Reach out for support – It’s easy to feel like you are facing these illnesses alone. A supportive organization can connect you with others that are coping with similar circumstances. Consider trying two or more meetings before deciding if a particular support group is helpful for you.
Take care of yourself – It’s important to focus on caring for yourself. No one can be supportive of another if they are not supporting their own health and well-being. Remember to engage in activities that keep you healthy. You are not being selfish when you care for yourself; you are replenishing your energy to be supportive. You are maintaining good boundaries.

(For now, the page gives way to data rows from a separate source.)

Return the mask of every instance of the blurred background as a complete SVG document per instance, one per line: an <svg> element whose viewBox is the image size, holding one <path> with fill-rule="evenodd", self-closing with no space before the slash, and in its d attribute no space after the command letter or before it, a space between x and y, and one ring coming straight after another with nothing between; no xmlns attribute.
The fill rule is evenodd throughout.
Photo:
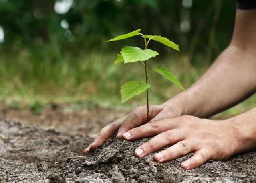
<svg viewBox="0 0 256 183"><path fill-rule="evenodd" d="M144 80L140 63L113 64L122 47L143 47L143 40L137 36L105 42L139 28L179 45L180 52L151 41L150 48L160 56L149 61L149 67L167 67L187 88L228 45L236 1L0 0L2 111L28 108L40 113L49 105L55 109L66 104L130 110L145 105L144 94L121 104L121 86L129 80ZM150 104L180 92L156 74L149 82ZM255 98L217 116L244 111L255 105Z"/></svg>

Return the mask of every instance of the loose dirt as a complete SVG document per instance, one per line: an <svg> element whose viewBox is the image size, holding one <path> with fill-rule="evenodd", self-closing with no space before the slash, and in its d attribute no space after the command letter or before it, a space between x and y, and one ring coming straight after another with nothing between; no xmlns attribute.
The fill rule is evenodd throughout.
<svg viewBox="0 0 256 183"><path fill-rule="evenodd" d="M255 182L256 150L226 162L210 162L185 171L180 164L192 154L165 164L153 154L139 159L136 148L146 142L109 139L85 156L92 139L81 134L0 121L0 182Z"/></svg>

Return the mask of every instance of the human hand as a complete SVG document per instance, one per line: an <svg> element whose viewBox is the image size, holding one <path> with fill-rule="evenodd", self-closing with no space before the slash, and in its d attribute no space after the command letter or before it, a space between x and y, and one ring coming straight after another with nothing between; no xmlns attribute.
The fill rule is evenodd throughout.
<svg viewBox="0 0 256 183"><path fill-rule="evenodd" d="M210 160L227 160L242 151L235 132L228 120L182 116L143 125L125 133L123 137L134 140L158 134L136 149L135 156L143 158L172 146L155 154L154 160L163 163L194 152L193 156L181 165L183 169L190 169Z"/></svg>
<svg viewBox="0 0 256 183"><path fill-rule="evenodd" d="M117 138L121 138L125 132L146 123L147 109L146 106L138 107L126 117L106 125L101 130L94 142L83 150L83 154L95 150L97 146L102 144L104 141L117 132ZM172 108L165 105L152 105L149 107L149 123L180 115L181 113L177 109Z"/></svg>

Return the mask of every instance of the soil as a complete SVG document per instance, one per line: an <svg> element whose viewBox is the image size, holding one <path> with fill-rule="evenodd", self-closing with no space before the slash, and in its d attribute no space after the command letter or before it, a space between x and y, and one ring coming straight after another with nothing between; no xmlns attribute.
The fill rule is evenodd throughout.
<svg viewBox="0 0 256 183"><path fill-rule="evenodd" d="M256 150L226 162L210 161L194 170L180 168L192 154L164 164L152 154L136 158L134 142L109 139L85 156L87 135L46 130L0 121L0 182L255 182Z"/></svg>

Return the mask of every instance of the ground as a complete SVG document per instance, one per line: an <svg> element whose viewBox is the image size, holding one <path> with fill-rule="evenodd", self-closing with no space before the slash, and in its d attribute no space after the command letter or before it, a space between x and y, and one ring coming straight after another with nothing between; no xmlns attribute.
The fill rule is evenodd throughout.
<svg viewBox="0 0 256 183"><path fill-rule="evenodd" d="M130 142L112 138L82 155L103 126L127 112L71 110L58 105L40 115L2 109L0 116L9 119L0 121L0 182L256 181L256 150L189 171L179 165L191 154L165 164L154 161L152 154L136 158L134 150L147 138ZM35 122L37 125L32 125Z"/></svg>

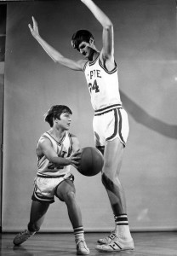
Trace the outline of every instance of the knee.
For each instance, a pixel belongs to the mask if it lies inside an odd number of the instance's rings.
[[[64,200],[65,200],[66,203],[67,203],[67,202],[71,203],[73,201],[75,201],[75,198],[76,198],[75,192],[74,191],[68,191],[66,194]]]

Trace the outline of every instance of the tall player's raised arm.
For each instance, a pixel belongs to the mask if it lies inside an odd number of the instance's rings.
[[[75,61],[64,57],[58,50],[54,49],[50,44],[49,44],[45,40],[43,40],[41,38],[38,32],[38,26],[34,17],[32,17],[32,22],[33,26],[31,26],[31,24],[28,25],[32,36],[54,62],[60,63],[60,65],[63,65],[73,70],[83,70],[82,61]]]
[[[97,20],[103,26],[103,57],[114,61],[113,25],[111,20],[92,0],[81,1],[89,9]]]

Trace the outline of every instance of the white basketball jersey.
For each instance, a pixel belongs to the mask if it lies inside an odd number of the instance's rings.
[[[56,152],[57,155],[60,157],[68,157],[71,155],[72,151],[72,143],[71,135],[68,131],[66,131],[61,141],[58,143],[49,132],[44,132],[41,137],[47,137],[51,141],[52,147]],[[37,144],[38,148],[38,144]],[[39,156],[37,154],[37,174],[44,176],[60,176],[66,174],[70,172],[70,166],[55,166],[53,163],[50,163],[49,160],[46,158],[45,155]]]
[[[111,71],[108,71],[99,56],[94,61],[88,61],[83,67],[94,110],[122,104],[117,67],[116,66]]]

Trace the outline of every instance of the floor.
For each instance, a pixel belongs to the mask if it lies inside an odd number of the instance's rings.
[[[0,234],[0,255],[52,256],[76,255],[73,235],[71,233],[38,233],[20,247],[13,245],[15,234]],[[98,238],[107,233],[86,233],[85,239],[90,256],[177,256],[177,232],[134,232],[132,233],[135,249],[114,253],[100,253],[94,249]]]

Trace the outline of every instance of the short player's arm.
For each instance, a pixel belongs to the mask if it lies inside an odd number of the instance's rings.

Focus on recovery – While mental illness and addiction are chronic diseases, recovery is possible. People do get better and learn to live healthier lives. While you can’t do the work of recovery for your loved ones you can support them as they do what they can to get better. Remember: relapse is often part of chronic illness but it doesn't mean recovery is impossible.
Consider therapy for yourself – It’s common for caregivers to struggle with their own depression or anxiety. Finding a qualified therapist who listens to your concerns can be vital. It’s not a sign of weakness to get help. Remember it’s best to be proactive rather than waiting until you are in crisis.